Ведь я стремилась именно к этому, говорила я себе по дороге домой. Теперь я хотела другого — настоящей любви, чистого чувства, растворяющего в себе желания. Я шла, вспоминая имена прежних поклонников, которых бросила. Мною овладел страх, что я теряю приоритеты в жизни. Передо мной вдруг открылась другая жизнь, не та, которую я знала до сих пор. Это был самый сильный вызов изо всех вызовов, которым я не подчинилась раньше, теперь я поняла, что, возможно, долгое время ошибалась. Что было у меня в прошлом? Враждебная действительность, где я постоянно искала средство, чтобы обезболить мои раны, теперь я должна позволить себе погрузиться в новую реальность с головой, понять, каково это — любить и быть любимой. Я больше не хотела быть несгибаемой женщиной, без тихой надежной гавани и поддержки, которая всякий раз старалась с головой уйти в работу. Я никогда не чувствовала себя такой уставшей, такой подавленной от проделанной работы. Я видела белую простыню, белейшую, гладкую, возможно, все еще теплую, на ней не было ни единого шва, ни одной складочки, она выглядела новой. Мне казалось, что в этом мягком мире из белой ткани не может случиться ничего ужасного, ведь такой лоск не мог быть результатом действия щелока.

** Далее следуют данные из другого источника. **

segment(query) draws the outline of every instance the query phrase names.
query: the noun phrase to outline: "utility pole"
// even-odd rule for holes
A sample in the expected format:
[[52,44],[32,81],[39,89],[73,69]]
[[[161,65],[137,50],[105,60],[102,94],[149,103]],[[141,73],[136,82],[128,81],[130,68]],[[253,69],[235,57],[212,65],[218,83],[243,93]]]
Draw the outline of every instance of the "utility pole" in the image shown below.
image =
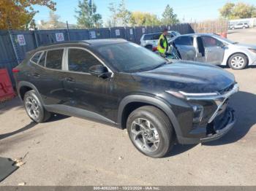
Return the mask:
[[67,20],[66,22],[66,24],[67,24],[67,39],[69,41],[70,41],[69,28],[69,23],[67,23]]
[[12,48],[14,50],[14,53],[15,55],[15,58],[18,62],[18,64],[20,63],[20,61],[21,60],[20,58],[19,57],[19,51],[18,50],[17,47],[17,44],[14,40],[15,37],[14,37],[14,34],[12,34],[12,23],[10,22],[9,19],[7,18],[7,25],[8,25],[8,32],[9,32],[9,35],[10,35],[10,39],[11,40],[12,42]]

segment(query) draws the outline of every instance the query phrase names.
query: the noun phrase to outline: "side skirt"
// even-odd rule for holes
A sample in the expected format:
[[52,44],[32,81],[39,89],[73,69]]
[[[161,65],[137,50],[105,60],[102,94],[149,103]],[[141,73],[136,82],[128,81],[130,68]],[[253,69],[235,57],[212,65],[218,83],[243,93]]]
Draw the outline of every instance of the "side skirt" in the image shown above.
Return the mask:
[[44,107],[47,111],[50,112],[83,118],[113,127],[118,126],[116,122],[108,119],[107,117],[88,110],[59,104],[45,105]]

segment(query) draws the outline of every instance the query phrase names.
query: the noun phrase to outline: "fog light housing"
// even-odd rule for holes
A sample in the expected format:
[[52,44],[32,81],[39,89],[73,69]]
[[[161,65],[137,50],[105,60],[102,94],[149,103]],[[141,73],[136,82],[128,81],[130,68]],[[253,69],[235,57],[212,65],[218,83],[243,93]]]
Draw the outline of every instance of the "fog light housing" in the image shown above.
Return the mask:
[[202,120],[203,115],[203,106],[201,105],[193,104],[192,105],[192,107],[194,112],[193,122],[200,122]]

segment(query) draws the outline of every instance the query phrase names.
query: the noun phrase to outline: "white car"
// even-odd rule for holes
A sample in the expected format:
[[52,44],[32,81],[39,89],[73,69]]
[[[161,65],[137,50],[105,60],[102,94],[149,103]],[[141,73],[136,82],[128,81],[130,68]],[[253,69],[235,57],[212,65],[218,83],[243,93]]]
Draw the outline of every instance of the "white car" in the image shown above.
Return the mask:
[[181,60],[228,65],[236,70],[256,65],[256,45],[234,42],[219,35],[185,34],[169,43],[176,49]]
[[[162,34],[162,32],[145,34],[140,38],[140,46],[143,46],[151,50],[154,50],[154,48],[157,47],[158,40]],[[181,35],[177,31],[168,31],[167,36],[167,40],[170,40],[172,38]]]
[[247,23],[240,23],[237,25],[233,25],[233,26],[230,26],[230,29],[238,29],[238,28],[249,28],[249,26]]

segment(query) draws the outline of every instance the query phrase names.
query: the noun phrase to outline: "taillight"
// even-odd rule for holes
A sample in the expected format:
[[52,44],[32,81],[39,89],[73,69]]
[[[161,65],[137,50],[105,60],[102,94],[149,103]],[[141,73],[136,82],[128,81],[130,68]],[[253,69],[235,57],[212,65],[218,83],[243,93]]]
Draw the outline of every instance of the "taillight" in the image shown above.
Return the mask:
[[13,69],[12,70],[12,73],[18,73],[18,72],[20,71],[20,70],[19,70],[19,69]]

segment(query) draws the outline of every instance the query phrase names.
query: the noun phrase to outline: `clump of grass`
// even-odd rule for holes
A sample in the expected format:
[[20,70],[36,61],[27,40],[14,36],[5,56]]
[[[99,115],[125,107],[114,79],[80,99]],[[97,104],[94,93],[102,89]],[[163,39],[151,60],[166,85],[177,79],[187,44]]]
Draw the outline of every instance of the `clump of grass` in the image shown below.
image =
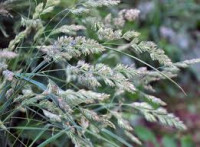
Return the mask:
[[[63,8],[59,0],[47,0],[37,3],[29,17],[24,14],[23,30],[0,51],[0,126],[1,135],[7,136],[3,144],[41,147],[67,140],[69,146],[132,146],[129,141],[141,145],[130,122],[138,114],[186,129],[163,108],[165,102],[146,91],[154,91],[153,81],[175,83],[171,78],[179,68],[199,59],[172,63],[156,44],[142,41],[140,33],[125,31],[126,23],[138,17],[136,9],[98,15],[99,7],[114,9],[117,4],[83,0]],[[132,52],[148,53],[161,70]],[[121,64],[122,55],[150,70]],[[33,134],[28,138],[26,133]]]

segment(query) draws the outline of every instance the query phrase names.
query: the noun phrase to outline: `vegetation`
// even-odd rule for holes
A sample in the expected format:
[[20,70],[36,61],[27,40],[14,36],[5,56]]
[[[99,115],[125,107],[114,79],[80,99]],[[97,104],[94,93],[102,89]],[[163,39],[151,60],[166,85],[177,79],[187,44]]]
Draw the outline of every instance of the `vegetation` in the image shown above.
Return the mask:
[[200,59],[173,63],[131,27],[139,13],[119,0],[2,2],[2,146],[142,145],[144,128],[133,123],[141,116],[186,130],[152,83],[166,79],[185,93],[172,78]]

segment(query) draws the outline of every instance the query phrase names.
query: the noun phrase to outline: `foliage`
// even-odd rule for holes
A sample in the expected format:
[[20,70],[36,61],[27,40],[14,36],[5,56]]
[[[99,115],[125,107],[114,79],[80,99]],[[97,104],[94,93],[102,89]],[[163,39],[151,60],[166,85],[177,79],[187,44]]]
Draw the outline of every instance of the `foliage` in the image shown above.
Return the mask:
[[[199,59],[173,63],[155,43],[126,31],[139,10],[117,10],[118,0],[30,3],[34,9],[21,16],[19,32],[0,51],[2,144],[59,146],[60,139],[77,147],[141,145],[131,122],[138,114],[186,129],[165,102],[150,94],[155,91],[151,83],[168,79],[180,88],[171,78]],[[105,16],[99,14],[102,7]],[[162,67],[135,56],[143,53]],[[143,67],[120,63],[122,55]],[[37,135],[32,133],[37,129]]]

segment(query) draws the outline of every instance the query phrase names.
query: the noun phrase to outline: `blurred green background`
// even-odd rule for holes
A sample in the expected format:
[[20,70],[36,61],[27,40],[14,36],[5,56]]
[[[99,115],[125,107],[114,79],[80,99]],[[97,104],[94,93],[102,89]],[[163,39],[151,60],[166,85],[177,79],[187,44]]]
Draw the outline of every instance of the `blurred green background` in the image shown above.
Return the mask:
[[[73,0],[63,0],[63,5],[73,3]],[[23,5],[27,8],[29,2]],[[17,11],[23,14],[20,12],[23,11],[21,7],[21,3],[16,5],[13,13]],[[139,20],[134,24],[130,23],[127,30],[134,28],[141,32],[143,39],[156,42],[174,62],[200,58],[200,0],[122,0],[118,9],[123,8],[138,8],[141,11]],[[31,11],[31,8],[26,9],[26,11],[29,10]],[[102,10],[102,15],[104,15],[104,10]],[[14,37],[14,32],[20,30],[17,27],[20,22],[13,24],[11,18],[1,17],[0,23],[0,45],[4,48]],[[5,25],[7,30],[4,28]],[[15,30],[9,30],[9,26]],[[146,58],[143,60],[151,63]],[[177,130],[141,119],[137,122],[138,125],[134,131],[143,141],[144,147],[200,146],[200,65],[193,65],[189,70],[182,70],[175,80],[187,95],[167,80],[156,83],[154,87],[156,87],[157,96],[163,98],[168,104],[168,111],[179,116],[188,130],[177,132]]]
[[[156,42],[174,62],[200,57],[199,0],[123,0],[123,6],[141,11],[139,20],[131,24],[132,27],[141,32],[145,40]],[[179,116],[188,130],[177,133],[143,122],[146,127],[138,126],[135,129],[136,134],[145,141],[143,146],[200,146],[199,73],[200,65],[196,64],[187,71],[182,70],[179,78],[176,78],[187,95],[167,81],[155,85],[158,96],[167,102],[168,110]]]

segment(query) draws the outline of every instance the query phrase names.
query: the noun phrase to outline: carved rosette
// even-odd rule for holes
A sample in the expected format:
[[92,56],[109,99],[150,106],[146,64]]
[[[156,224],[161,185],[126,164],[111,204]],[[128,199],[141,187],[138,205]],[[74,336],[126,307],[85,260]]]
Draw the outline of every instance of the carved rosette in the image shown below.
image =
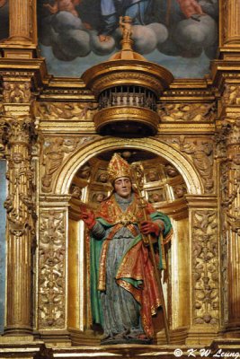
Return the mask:
[[191,159],[202,182],[206,194],[214,192],[213,181],[213,143],[209,138],[189,138],[183,135],[171,139],[179,150],[185,153]]
[[192,213],[193,324],[218,324],[217,213]]
[[66,213],[40,213],[39,328],[64,328],[66,317]]
[[3,118],[1,127],[8,160],[8,197],[4,202],[8,252],[5,333],[26,333],[31,330],[31,258],[37,217],[31,148],[36,136],[29,118]]

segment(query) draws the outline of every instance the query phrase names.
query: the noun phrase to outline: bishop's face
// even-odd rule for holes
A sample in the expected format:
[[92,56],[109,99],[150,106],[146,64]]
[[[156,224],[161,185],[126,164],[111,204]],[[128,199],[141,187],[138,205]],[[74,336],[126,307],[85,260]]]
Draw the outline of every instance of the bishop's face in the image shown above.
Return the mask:
[[119,196],[129,198],[131,195],[131,181],[129,177],[119,177],[114,181],[114,188]]

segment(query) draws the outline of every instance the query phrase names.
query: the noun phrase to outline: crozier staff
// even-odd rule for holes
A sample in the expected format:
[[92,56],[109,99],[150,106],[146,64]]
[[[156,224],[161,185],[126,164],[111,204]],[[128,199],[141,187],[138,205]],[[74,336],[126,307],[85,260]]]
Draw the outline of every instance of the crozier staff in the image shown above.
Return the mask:
[[86,210],[81,214],[92,236],[93,321],[104,329],[102,345],[149,344],[154,335],[152,316],[162,302],[142,234],[158,241],[156,257],[162,269],[162,246],[170,241],[172,226],[168,216],[148,203],[144,220],[139,197],[132,189],[130,166],[119,154],[111,158],[108,172],[112,195],[102,202],[95,215]]

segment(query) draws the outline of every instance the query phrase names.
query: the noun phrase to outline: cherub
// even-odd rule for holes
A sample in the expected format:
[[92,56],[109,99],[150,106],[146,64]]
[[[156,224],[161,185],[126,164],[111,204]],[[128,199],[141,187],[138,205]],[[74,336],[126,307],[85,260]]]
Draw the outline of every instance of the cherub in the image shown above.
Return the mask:
[[132,35],[132,19],[129,16],[120,16],[120,27],[122,31],[122,39],[129,40]]
[[50,4],[44,4],[43,6],[47,7],[51,13],[67,11],[71,13],[74,16],[78,16],[76,6],[78,5],[81,1],[82,0],[55,0],[53,5]]

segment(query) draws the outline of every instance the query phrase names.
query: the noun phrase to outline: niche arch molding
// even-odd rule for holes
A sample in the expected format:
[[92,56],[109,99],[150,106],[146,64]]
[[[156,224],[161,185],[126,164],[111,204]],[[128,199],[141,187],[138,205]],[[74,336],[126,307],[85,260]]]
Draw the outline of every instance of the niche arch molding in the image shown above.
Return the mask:
[[164,158],[182,174],[189,195],[203,194],[203,183],[193,163],[169,144],[154,137],[126,139],[112,136],[98,138],[68,157],[55,179],[53,192],[56,195],[68,194],[73,178],[83,164],[105,151],[117,151],[120,148],[145,150]]

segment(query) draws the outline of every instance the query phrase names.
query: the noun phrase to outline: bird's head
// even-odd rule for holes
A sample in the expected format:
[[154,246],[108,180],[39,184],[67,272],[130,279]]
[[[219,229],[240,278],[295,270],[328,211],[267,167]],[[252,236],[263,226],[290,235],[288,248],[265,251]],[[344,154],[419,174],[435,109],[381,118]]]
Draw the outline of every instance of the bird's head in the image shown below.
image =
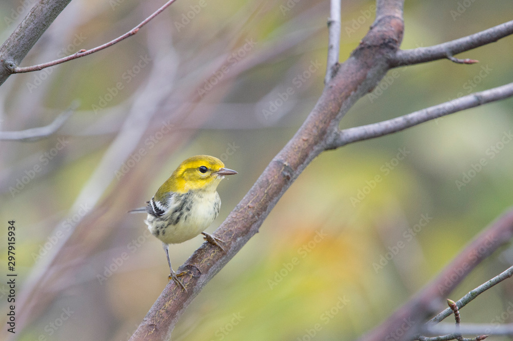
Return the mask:
[[158,192],[213,191],[225,175],[236,174],[235,170],[225,168],[224,163],[217,158],[196,155],[181,163]]

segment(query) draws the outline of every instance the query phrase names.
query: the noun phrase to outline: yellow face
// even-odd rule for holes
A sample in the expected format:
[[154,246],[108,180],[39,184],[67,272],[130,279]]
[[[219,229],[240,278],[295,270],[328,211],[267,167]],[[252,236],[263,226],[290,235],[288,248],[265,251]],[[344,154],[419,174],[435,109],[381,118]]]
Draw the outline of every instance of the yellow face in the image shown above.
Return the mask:
[[217,158],[196,155],[180,164],[159,189],[156,196],[161,197],[170,191],[214,191],[224,176],[236,174],[234,170],[224,168],[224,163]]

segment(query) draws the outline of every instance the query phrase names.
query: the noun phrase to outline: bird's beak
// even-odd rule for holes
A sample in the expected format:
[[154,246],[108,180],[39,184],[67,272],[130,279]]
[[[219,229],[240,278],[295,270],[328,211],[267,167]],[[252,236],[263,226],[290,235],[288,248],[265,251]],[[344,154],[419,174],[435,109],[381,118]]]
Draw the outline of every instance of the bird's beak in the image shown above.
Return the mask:
[[232,169],[229,169],[227,168],[224,168],[224,167],[223,167],[221,169],[219,169],[219,170],[216,172],[215,173],[218,175],[221,175],[221,176],[223,176],[225,175],[233,175],[233,174],[238,174],[237,172],[235,172],[235,170],[233,170]]

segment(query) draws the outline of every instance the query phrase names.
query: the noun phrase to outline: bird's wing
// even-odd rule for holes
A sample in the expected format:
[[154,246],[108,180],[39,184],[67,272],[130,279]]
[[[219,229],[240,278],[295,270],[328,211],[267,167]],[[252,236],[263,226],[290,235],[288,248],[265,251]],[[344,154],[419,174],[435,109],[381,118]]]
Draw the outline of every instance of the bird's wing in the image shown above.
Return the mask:
[[168,208],[164,204],[155,199],[154,197],[148,202],[148,205],[145,209],[148,214],[155,217],[162,217],[168,211]]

Я вышла за Сантьяго замуж, но я никогда не любила его по-настоящему, этого никогда не было. Я любила иначе, больше всего любила саму себя, но при этом я любила себя недостаточно. Я любила отсутствие проблем, этот бесконечный штиль. Наша жизнь текла спокойно, казалось, этому вялому благополучию не будет конца, мы словно шли по накатанной колее, ровно и медленно. Мне казалось, что я еду на велосипеде по очень гладкому асфальту, мои бесчувственные ноги нажимали на педали без усилия, я легко двигалась вперед. Вокруг меня витала удушливая паутина, невидимая, но дурно пахнущая, мои руки лежали на металлическом руле, поэтому я не могла зажать нос. Я наслаждалась этим безветрием, я нуждалась в нем, наверное, поэтому я смешивала его с понятием покоя. Но я не старалась тянуть одеяло на себя, мне не казалось, что я принесла ради него в жертву свое прошлое. Тогда мне было трудно, а теперь в моей жизни более не было ни споров, ни слез, ни страхов. Теперь больше не было пытки телефоном, который слишком часто звонил, а теперь не звонил вовсе, прекратилась пытка ужином, потому что мой муж, в отличие от других мужчин, никогда не смотрел на других женщин, когда был со мной, и пытка думать о возможной потере, потому что я была уверена, что не могу потерять Сантьяго, ведь это никогда не входило в его планы, закончилась пытка обольщением, потому что он был невероятно хорошо воспитан для того, чтобы пытаться воспитывать меня, и пытка дурными инстинктами, потому что рядом с ним я была сама собой. Время шло так быстро, так глупо, как будто ничего не происходило, до того дня, пока без предварительного уведомления он не похитил меня, тогда же он начал говорить о свадьбе. И я согласилась, мы начали смотреть квартиры, мебель, ходить в банки, которые предоставляют ипотечные кредиты. Все ночи, прежде чем уснуть, я спрашивала себя, все ли у меня хорошо, и каждое утро, просыпаясь, я отвечала себе, что да, потому что со мной все было замечательно, я была в покое. Теперь я была уверена, что не совершаю ошибки.